An advantage of free thought is that even if you’re wrong there’s no limit to how extreme any other belief system can be in such a way that rejecting my belief system can still anyone to be more extreme about their own scientific beliefs. For example the idea of using a mirror in the detector in my opening post is a bit like time symmetry in a light beam as if the light were sucked out of the black screen back to the electron emitter much like a magnet:

Harry Potter and the Philosopher’s Stone - First scene: street light suction 

In other words if light is fully distinct from atomic matter then light might not obey entropy seeing as any heat that causes chaos is caused by changing electron orbitals but technically not the light emission spectra itself. That way light could theoretically move forward and backward in time. 
 

“By splitting a photon, or packet of light, using a special optical crystal, two independent teams of physicists have achieved what they describe as a "quantum time flip," in which a photon exists in both forward and backward time states.”
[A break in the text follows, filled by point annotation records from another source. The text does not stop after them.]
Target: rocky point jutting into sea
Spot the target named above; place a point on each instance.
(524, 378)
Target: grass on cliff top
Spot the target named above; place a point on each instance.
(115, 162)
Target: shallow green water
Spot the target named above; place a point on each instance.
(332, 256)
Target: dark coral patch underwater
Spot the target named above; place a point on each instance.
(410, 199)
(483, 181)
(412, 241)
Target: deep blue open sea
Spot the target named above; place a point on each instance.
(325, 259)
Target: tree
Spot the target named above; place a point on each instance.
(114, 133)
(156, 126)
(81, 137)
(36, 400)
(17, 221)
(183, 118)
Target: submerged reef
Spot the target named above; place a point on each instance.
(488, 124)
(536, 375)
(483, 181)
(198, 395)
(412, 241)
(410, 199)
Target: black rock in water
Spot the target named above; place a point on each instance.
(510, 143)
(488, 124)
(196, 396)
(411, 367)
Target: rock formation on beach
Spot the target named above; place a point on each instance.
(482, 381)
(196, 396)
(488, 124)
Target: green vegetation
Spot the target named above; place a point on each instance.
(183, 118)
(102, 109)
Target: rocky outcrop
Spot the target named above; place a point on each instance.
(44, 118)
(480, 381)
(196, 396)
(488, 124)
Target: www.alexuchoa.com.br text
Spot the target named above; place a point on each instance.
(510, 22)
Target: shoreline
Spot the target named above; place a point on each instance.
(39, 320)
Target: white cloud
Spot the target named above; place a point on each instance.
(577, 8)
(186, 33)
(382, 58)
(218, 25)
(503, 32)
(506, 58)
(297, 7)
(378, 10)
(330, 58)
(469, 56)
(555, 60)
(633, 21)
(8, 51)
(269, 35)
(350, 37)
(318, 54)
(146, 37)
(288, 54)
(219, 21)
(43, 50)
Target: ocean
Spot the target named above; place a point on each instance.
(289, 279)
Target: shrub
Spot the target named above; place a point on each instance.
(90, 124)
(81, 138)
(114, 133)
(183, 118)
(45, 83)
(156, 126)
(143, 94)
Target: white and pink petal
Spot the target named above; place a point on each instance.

https://www.space.com/quantum-time-flipped-photon-first-time

Edited by Michael McMahon
Posted (edited)

Those are some rather lousy articles with regards to CPT which the time symmetry is well known.

2 hours ago, Michael McMahon said:

They are rather misleading. Typical pop media coverage but the articles aren't much better in my opinion.
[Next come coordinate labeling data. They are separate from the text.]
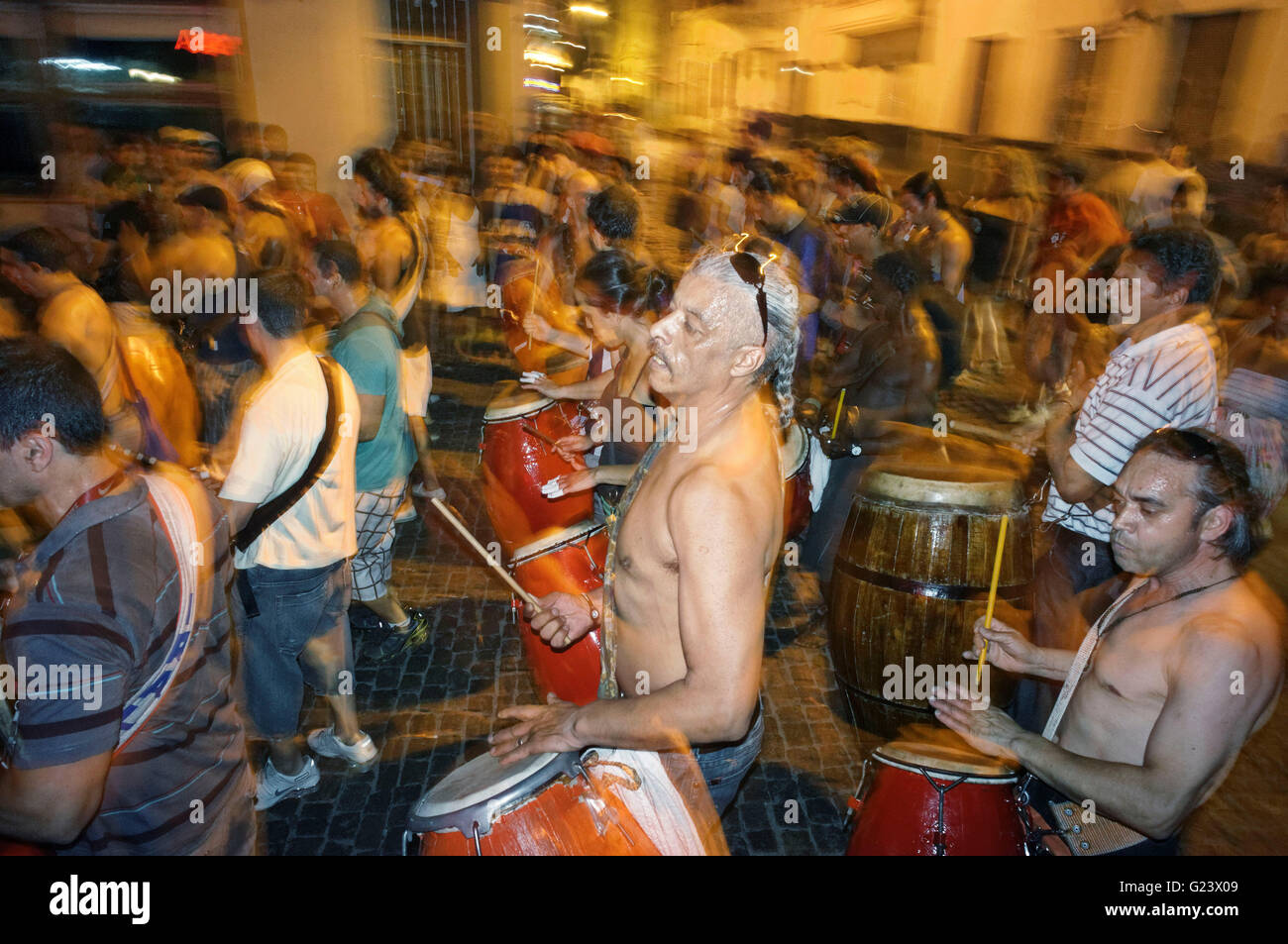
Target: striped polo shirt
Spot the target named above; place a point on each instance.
(101, 595)
(1168, 378)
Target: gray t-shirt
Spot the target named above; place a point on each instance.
(99, 599)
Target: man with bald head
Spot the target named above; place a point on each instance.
(694, 544)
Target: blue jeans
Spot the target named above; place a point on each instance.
(724, 767)
(300, 634)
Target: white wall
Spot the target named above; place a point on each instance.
(321, 72)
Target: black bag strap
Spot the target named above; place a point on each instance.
(268, 513)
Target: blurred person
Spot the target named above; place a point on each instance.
(1253, 410)
(456, 283)
(787, 223)
(299, 193)
(1163, 373)
(859, 226)
(150, 356)
(223, 364)
(934, 232)
(694, 544)
(618, 297)
(1078, 226)
(73, 316)
(513, 213)
(261, 228)
(1150, 723)
(888, 365)
(129, 579)
(391, 240)
(288, 496)
(368, 344)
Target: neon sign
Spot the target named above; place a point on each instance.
(197, 40)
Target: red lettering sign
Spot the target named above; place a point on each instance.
(207, 43)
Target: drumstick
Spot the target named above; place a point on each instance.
(523, 594)
(992, 596)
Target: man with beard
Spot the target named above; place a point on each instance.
(1175, 675)
(694, 543)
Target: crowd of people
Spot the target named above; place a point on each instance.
(790, 282)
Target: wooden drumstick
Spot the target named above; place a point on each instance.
(992, 596)
(523, 594)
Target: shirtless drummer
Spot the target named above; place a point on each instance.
(697, 536)
(1189, 662)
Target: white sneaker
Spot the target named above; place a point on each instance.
(271, 787)
(325, 743)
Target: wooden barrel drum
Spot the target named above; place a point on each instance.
(911, 577)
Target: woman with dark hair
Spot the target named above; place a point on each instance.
(617, 297)
(934, 232)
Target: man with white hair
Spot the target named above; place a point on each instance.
(694, 543)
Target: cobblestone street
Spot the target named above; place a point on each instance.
(436, 706)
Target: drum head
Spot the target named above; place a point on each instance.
(953, 485)
(795, 450)
(513, 400)
(476, 790)
(554, 539)
(947, 758)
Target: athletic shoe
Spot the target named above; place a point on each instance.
(365, 618)
(271, 787)
(400, 640)
(325, 743)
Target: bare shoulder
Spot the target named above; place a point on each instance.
(1240, 625)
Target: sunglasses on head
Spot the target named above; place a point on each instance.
(752, 271)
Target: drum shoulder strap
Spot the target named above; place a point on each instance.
(269, 511)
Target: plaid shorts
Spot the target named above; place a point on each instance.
(374, 563)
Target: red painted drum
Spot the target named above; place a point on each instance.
(516, 463)
(600, 802)
(797, 507)
(931, 797)
(571, 561)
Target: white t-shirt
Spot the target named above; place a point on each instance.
(281, 429)
(1168, 378)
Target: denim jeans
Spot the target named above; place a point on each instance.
(725, 765)
(300, 634)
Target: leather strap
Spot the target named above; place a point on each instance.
(268, 513)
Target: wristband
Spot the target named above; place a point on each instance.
(593, 613)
Really all that's happening is photons have two polarizations left and right polarizations.

 

Edited by Mordred
Posted

I gotta admit I loved this line

9 hours ago, Michael McMahon said:

A last resort were the markings on the last black screen just a hollow vestige of a photon rather than a photon itself might be that if an observer is illogical than the experiment would somehow turn out to be illogical in a random way simply because the material world wouldn’t conspire with our own importance if we’re spiritually self-sufficient! Even though America won the Cold War and put a man on the moon it’s possible welfare is still justifiable if no one can be serious when the standard of capitalism imposed by quantum mechanics is artificial intelligence! 
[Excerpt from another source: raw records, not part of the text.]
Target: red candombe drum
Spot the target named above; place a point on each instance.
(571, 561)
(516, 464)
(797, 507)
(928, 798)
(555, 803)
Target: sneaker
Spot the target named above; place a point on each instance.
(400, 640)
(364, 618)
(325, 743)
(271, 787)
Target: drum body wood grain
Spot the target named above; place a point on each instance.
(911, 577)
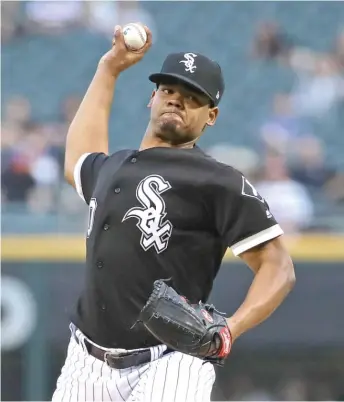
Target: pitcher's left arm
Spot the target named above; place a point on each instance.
(274, 279)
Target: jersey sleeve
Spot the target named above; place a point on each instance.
(246, 220)
(86, 172)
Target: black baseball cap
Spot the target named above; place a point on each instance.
(196, 71)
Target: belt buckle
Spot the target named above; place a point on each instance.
(110, 354)
(106, 354)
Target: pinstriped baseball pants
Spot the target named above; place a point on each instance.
(175, 377)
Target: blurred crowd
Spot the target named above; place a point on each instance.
(290, 166)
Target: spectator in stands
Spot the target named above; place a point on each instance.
(17, 113)
(103, 15)
(319, 88)
(289, 200)
(284, 127)
(17, 182)
(339, 51)
(309, 167)
(51, 16)
(270, 43)
(11, 24)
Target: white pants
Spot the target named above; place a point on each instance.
(174, 377)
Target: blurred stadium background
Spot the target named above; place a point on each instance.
(281, 123)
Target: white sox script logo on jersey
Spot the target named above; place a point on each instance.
(155, 230)
(189, 62)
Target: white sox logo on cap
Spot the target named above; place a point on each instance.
(189, 62)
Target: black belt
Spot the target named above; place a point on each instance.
(121, 360)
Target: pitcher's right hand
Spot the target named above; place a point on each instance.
(119, 57)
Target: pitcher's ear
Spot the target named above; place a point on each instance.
(151, 99)
(213, 113)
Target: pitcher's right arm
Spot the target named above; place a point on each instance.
(88, 132)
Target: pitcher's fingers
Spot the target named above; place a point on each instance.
(118, 39)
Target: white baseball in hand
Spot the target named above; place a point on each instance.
(134, 36)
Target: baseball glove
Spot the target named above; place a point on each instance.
(194, 329)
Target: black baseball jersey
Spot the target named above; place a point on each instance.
(156, 214)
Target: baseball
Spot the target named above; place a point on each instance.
(135, 36)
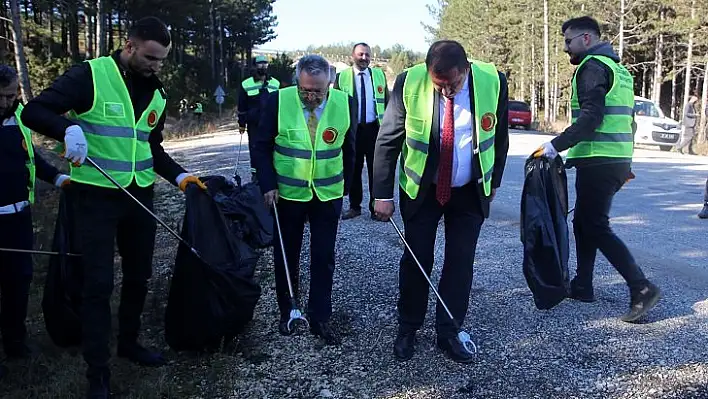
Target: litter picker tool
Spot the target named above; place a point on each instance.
(462, 336)
(36, 252)
(295, 313)
(163, 224)
(237, 177)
I haven't a clue what you mean by it ( or maybe you haven't a clue ).

I think you should discuss this with John John in the "Photons and Light" thread.
Apparently there is no light, no double slit, no diffraction pattern and no detector/observer; it is all just electrical signals to the brain.

Posted (edited)
On 8/17/2024 at 9:37 PM, Mordred said:

Please keep in mind the experiment has also been performed by quantum dot detectors/emitter. 


One way to think of the observer effect in the double slit experiment is if the lens of the eye functioned like a prism where the multi-pronged interference pattern on the screen merges into two prongs in your eyes much like white light separating into multiple colours on a prism.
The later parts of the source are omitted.